Patients with SPMS in our study were found to have more severe cervical spinal cord atrophy than age-matched RRMS and CIS cases, proposing that cervical spinal cord atrophy could be a potential discriminator between RRMS without progression and patients with CIS and those with early progressive disease. According to these results, any CSA measured at C2, C7 or C2–C7 average can be used as a predictor of RRMS and SPMS, so that this measurement may be a possible imaging marker in the future. The degree of cord atrophy in the RRMS group was more than in the CIS group but less than in the SPMS group, suggesting that early obvious cervical cord atrophy could herald a progressive MS type.

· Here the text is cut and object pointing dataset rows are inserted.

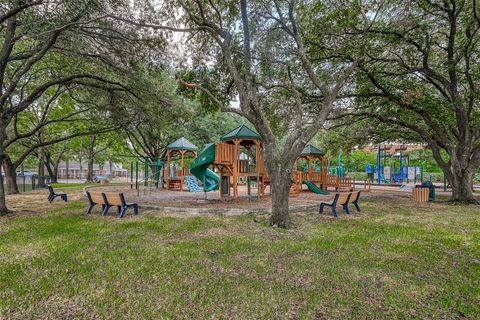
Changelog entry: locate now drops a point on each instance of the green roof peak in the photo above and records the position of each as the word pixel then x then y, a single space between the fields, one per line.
pixel 182 144
pixel 241 132
pixel 311 150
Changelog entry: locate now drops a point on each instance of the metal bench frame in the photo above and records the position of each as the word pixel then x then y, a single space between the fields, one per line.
pixel 333 204
pixel 52 194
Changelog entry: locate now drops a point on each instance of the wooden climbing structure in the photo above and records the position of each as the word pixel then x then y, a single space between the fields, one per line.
pixel 312 170
pixel 240 155
pixel 177 152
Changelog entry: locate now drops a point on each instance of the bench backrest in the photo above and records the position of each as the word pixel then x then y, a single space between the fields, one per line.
pixel 343 197
pixel 114 198
pixel 355 195
pixel 96 197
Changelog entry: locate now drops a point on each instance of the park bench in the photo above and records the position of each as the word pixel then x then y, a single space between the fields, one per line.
pixel 354 198
pixel 118 200
pixel 341 198
pixel 95 198
pixel 52 194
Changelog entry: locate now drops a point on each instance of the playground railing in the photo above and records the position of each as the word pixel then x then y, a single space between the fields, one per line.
pixel 224 153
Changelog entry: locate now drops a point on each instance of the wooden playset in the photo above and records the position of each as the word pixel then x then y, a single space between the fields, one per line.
pixel 231 165
pixel 177 152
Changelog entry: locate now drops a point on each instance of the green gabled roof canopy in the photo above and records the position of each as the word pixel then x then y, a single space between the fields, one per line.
pixel 242 132
pixel 182 144
pixel 311 150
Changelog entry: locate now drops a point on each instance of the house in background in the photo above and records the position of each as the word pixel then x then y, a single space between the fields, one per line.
pixel 75 171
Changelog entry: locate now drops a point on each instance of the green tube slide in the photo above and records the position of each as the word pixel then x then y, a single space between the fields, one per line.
pixel 199 168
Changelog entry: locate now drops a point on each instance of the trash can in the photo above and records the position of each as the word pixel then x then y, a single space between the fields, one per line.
pixel 431 193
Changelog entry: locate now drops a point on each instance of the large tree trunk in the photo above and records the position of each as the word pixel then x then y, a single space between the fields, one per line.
pixel 91 158
pixel 10 176
pixel 41 167
pixel 52 168
pixel 462 186
pixel 280 174
pixel 280 183
pixel 3 203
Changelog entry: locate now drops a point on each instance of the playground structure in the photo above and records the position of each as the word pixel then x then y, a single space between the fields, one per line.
pixel 235 160
pixel 315 173
pixel 383 173
pixel 177 151
pixel 228 158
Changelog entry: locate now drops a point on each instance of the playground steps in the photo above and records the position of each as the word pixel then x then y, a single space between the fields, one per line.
pixel 192 184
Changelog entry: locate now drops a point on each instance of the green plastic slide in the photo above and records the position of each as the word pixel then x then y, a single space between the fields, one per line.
pixel 199 168
pixel 314 188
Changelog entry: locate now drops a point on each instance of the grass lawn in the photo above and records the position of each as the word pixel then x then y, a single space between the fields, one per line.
pixel 395 260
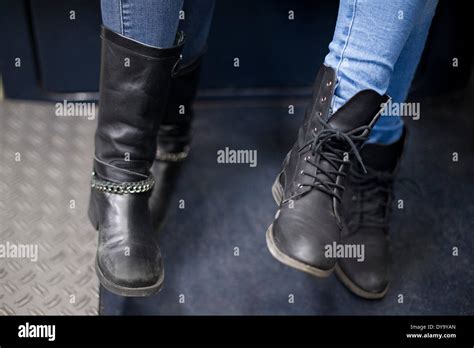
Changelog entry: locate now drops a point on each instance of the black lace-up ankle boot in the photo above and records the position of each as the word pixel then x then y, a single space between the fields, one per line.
pixel 367 205
pixel 135 80
pixel 174 136
pixel 309 188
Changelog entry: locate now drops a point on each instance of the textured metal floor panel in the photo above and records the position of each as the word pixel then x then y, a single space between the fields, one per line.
pixel 44 178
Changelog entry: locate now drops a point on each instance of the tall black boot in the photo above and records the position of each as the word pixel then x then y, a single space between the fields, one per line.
pixel 367 205
pixel 174 136
pixel 309 188
pixel 135 80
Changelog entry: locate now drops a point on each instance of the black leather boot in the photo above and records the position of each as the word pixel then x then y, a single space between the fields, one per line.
pixel 174 136
pixel 135 81
pixel 367 204
pixel 309 188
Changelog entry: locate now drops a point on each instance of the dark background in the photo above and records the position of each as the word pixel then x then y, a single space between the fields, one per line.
pixel 277 56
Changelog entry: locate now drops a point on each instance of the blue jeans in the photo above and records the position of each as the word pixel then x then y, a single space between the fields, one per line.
pixel 377 45
pixel 156 22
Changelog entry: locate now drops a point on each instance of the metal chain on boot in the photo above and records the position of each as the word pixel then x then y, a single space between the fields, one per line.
pixel 122 188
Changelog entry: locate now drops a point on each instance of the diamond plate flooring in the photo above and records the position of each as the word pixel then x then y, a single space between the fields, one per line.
pixel 45 170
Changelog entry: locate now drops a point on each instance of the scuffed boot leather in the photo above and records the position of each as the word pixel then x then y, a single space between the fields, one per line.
pixel 309 188
pixel 367 205
pixel 135 80
pixel 174 136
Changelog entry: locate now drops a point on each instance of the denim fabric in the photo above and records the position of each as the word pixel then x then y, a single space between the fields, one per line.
pixel 377 45
pixel 155 22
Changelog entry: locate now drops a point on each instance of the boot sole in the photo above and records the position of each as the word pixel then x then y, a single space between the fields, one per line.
pixel 277 192
pixel 354 288
pixel 119 289
pixel 127 291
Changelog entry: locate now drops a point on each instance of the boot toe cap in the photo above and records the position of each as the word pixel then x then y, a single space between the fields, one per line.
pixel 141 269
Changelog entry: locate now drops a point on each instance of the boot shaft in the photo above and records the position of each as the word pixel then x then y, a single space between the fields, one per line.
pixel 134 87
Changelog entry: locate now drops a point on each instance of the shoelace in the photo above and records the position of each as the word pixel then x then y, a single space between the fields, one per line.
pixel 374 198
pixel 322 145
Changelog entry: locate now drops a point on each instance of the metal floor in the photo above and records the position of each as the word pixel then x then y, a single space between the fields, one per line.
pixel 45 173
pixel 44 200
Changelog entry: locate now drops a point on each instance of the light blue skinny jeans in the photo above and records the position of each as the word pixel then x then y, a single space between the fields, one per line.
pixel 377 44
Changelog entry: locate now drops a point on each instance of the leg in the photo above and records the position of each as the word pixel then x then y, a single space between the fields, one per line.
pixel 367 43
pixel 369 195
pixel 138 59
pixel 348 97
pixel 174 134
pixel 389 129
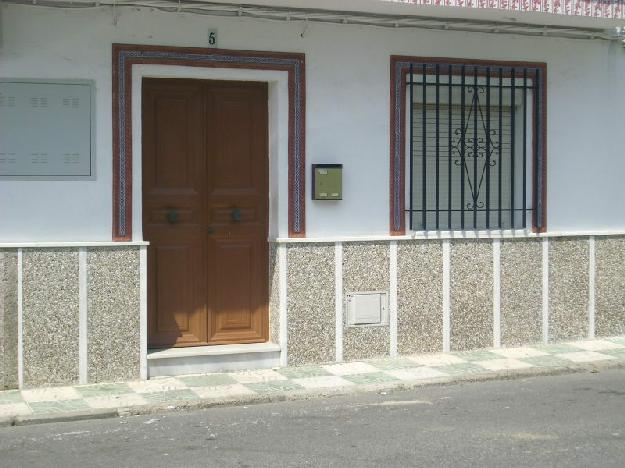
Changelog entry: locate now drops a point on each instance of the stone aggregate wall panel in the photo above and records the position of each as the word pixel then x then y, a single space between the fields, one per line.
pixel 310 304
pixel 8 319
pixel 113 314
pixel 568 288
pixel 274 294
pixel 521 292
pixel 50 316
pixel 419 297
pixel 471 294
pixel 609 286
pixel 365 268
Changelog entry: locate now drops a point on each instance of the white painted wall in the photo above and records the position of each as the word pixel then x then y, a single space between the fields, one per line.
pixel 347 113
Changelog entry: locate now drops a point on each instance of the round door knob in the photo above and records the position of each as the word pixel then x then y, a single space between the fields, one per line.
pixel 173 216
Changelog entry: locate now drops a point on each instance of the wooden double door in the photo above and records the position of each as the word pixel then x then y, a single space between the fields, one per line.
pixel 205 211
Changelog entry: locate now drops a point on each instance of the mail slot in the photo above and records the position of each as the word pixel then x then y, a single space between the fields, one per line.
pixel 327 183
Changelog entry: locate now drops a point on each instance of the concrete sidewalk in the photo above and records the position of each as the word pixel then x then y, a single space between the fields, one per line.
pixel 197 391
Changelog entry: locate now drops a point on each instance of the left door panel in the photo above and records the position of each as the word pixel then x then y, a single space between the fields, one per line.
pixel 174 189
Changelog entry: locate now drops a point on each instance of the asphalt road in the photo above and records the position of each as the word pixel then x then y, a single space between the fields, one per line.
pixel 568 420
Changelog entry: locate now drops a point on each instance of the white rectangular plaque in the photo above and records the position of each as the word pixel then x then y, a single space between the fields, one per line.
pixel 46 129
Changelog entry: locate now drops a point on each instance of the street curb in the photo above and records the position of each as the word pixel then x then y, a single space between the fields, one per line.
pixel 33 419
pixel 307 394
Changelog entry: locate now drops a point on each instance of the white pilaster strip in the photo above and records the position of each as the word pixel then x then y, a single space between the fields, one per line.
pixel 393 297
pixel 143 312
pixel 20 319
pixel 82 315
pixel 592 272
pixel 282 280
pixel 338 300
pixel 446 296
pixel 497 293
pixel 545 290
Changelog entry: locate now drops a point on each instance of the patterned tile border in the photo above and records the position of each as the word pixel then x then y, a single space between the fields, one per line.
pixel 173 391
pixel 586 8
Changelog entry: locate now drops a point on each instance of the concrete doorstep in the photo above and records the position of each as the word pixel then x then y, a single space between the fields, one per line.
pixel 107 400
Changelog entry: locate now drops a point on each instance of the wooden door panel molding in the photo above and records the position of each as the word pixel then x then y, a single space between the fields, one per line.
pixel 125 56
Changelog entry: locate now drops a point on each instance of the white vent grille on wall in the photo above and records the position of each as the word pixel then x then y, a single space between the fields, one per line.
pixel 367 308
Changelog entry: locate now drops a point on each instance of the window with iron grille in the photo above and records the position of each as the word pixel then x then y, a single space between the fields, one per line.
pixel 475 149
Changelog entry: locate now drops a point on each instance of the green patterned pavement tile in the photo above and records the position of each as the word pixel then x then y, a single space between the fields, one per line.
pixel 364 379
pixel 10 397
pixel 208 380
pixel 60 406
pixel 393 364
pixel 172 396
pixel 546 361
pixel 617 353
pixel 617 339
pixel 102 390
pixel 274 386
pixel 459 369
pixel 303 372
pixel 557 348
pixel 477 355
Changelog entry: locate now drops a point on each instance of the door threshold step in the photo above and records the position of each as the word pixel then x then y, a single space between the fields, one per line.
pixel 206 359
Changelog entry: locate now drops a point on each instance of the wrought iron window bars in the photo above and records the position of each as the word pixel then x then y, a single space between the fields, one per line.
pixel 482 120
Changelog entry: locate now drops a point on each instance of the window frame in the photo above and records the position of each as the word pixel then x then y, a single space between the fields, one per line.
pixel 399 135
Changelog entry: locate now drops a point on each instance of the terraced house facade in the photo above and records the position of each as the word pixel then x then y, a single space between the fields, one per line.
pixel 187 186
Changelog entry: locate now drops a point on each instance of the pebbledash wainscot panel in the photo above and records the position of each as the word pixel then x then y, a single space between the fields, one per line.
pixel 79 315
pixel 210 188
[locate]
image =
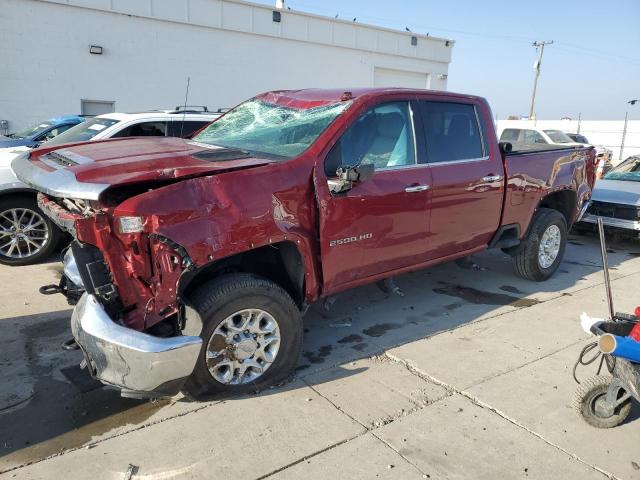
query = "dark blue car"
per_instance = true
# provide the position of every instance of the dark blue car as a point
(41, 132)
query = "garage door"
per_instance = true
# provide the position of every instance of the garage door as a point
(386, 77)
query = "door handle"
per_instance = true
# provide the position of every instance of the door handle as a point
(417, 188)
(492, 178)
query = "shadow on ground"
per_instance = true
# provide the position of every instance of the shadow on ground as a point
(62, 408)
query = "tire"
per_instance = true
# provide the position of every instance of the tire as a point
(527, 261)
(585, 400)
(225, 301)
(46, 230)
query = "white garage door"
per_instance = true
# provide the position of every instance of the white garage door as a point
(386, 77)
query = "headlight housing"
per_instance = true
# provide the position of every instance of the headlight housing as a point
(130, 224)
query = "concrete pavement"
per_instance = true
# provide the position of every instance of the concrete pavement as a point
(466, 376)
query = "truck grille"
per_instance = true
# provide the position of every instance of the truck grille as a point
(614, 210)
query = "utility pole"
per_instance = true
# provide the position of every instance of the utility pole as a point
(624, 128)
(540, 48)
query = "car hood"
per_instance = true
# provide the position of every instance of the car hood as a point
(617, 191)
(14, 142)
(87, 170)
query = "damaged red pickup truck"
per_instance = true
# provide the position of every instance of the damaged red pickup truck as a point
(193, 260)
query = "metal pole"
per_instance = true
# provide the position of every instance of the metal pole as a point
(624, 134)
(579, 121)
(541, 46)
(605, 268)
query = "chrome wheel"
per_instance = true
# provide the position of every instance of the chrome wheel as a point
(549, 246)
(243, 346)
(23, 233)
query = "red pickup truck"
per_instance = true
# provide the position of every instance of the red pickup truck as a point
(194, 260)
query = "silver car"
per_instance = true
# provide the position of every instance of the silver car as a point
(616, 198)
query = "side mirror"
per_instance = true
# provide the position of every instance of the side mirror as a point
(348, 175)
(505, 147)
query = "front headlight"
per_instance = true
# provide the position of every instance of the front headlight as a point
(130, 224)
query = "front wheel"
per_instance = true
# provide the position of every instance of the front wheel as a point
(27, 236)
(540, 253)
(252, 335)
(590, 403)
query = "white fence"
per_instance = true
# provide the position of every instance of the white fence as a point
(607, 133)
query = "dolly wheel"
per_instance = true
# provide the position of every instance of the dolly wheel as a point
(590, 402)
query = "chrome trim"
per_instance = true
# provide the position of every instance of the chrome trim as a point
(613, 222)
(417, 188)
(492, 178)
(70, 269)
(128, 359)
(466, 160)
(59, 183)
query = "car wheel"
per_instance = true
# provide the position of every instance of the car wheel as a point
(27, 236)
(541, 251)
(252, 336)
(589, 402)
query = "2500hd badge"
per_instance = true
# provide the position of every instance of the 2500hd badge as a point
(343, 241)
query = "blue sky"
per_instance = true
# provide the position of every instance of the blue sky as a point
(593, 67)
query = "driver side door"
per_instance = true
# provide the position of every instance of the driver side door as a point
(379, 225)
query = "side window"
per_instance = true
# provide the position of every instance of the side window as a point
(54, 132)
(144, 129)
(509, 135)
(531, 137)
(451, 132)
(383, 136)
(178, 128)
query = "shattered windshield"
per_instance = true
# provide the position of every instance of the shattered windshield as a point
(264, 128)
(627, 170)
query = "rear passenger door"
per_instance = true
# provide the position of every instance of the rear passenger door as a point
(467, 182)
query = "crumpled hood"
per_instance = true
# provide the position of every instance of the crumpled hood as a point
(86, 170)
(617, 191)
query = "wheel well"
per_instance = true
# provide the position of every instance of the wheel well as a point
(564, 201)
(279, 262)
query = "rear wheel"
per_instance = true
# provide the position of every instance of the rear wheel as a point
(252, 335)
(27, 236)
(590, 403)
(540, 253)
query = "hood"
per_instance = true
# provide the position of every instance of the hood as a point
(86, 170)
(14, 142)
(8, 154)
(617, 191)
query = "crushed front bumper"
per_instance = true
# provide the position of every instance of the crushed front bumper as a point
(141, 365)
(613, 222)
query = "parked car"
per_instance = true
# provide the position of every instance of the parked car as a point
(26, 235)
(40, 132)
(616, 198)
(197, 257)
(603, 154)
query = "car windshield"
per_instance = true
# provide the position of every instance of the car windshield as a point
(558, 137)
(33, 130)
(265, 128)
(627, 170)
(84, 131)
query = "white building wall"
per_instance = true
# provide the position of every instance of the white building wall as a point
(607, 133)
(230, 49)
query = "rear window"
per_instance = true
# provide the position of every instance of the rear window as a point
(452, 132)
(83, 132)
(178, 128)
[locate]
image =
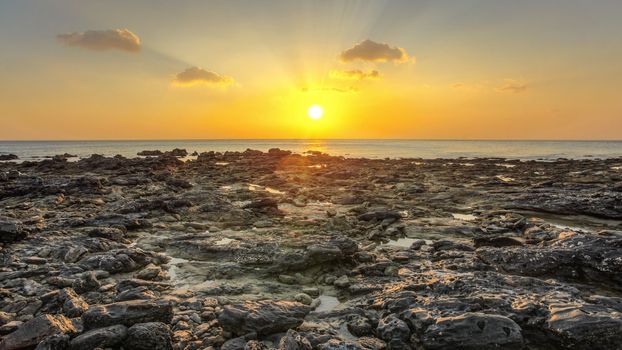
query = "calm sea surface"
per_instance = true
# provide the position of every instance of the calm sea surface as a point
(349, 148)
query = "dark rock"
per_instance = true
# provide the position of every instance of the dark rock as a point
(148, 153)
(34, 331)
(8, 157)
(587, 257)
(498, 241)
(11, 231)
(128, 313)
(106, 337)
(73, 304)
(394, 332)
(262, 317)
(473, 331)
(379, 215)
(54, 342)
(111, 233)
(585, 326)
(148, 336)
(294, 341)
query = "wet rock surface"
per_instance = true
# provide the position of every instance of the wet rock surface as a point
(252, 250)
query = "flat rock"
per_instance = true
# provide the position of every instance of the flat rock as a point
(473, 331)
(128, 313)
(32, 332)
(263, 317)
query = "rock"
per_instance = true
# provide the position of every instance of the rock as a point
(590, 257)
(303, 298)
(294, 341)
(359, 325)
(286, 279)
(148, 153)
(379, 215)
(238, 343)
(263, 317)
(342, 282)
(473, 331)
(128, 313)
(148, 336)
(73, 304)
(34, 331)
(11, 231)
(106, 337)
(585, 326)
(8, 157)
(394, 332)
(497, 241)
(54, 342)
(111, 233)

Drugs that delay or prevent atrophy can decrease the progression of disability in the long term. Clinical trials with subcutaneous and intramuscular interferon ß-1a, subcutaneous interferon ß-1b[19] and glatiramer acetate have shown that these immunomodulatory drugs reduce the inflammatory response of the disease, including clinical relapses and lesion burden[20] However, in the current study, the type of drug treatment showed no significant association with spinal cord CSA.

Previous studies suggested that patients with longer duration of progressive MS had smaller CSA of cervical cord compared with healthy individuals or patients with RRMS,[21,22] which was similar to the finding of our study. However, we did not assess the rate of spinal cord atrophy before the beginning of progressive MS and we think longitudinal studies in RRMS could address whether a prior increase in the rat of cervical cord atrophy during the RRMS phase differentiated the patients who may progress to SPMS. Although there are several technical challenges in multicenter implementation, this study may help clinicians to pay more attention to the advantage of monitoring symptom-free spinal cord involvement as a sign of potentially progressive MS onset.

Although the assessment of CSA at upper cervical cord segments is very reproducible, it does not give a total estimate of the whole cervical spinal cord damage.[12,23] It was found that the CSA at the C7 level had the highest difference among the SPMS and RRMS patients,[15] However, the present study found no difference between C2, C7 and other cervical levels of CSA among MS types, so we can measure at any cervical level with preferable measurement on C2 due to the technical possibility of imaging, easier spinal cord segmentation and the less potential for motion artifacts.[21,24,25]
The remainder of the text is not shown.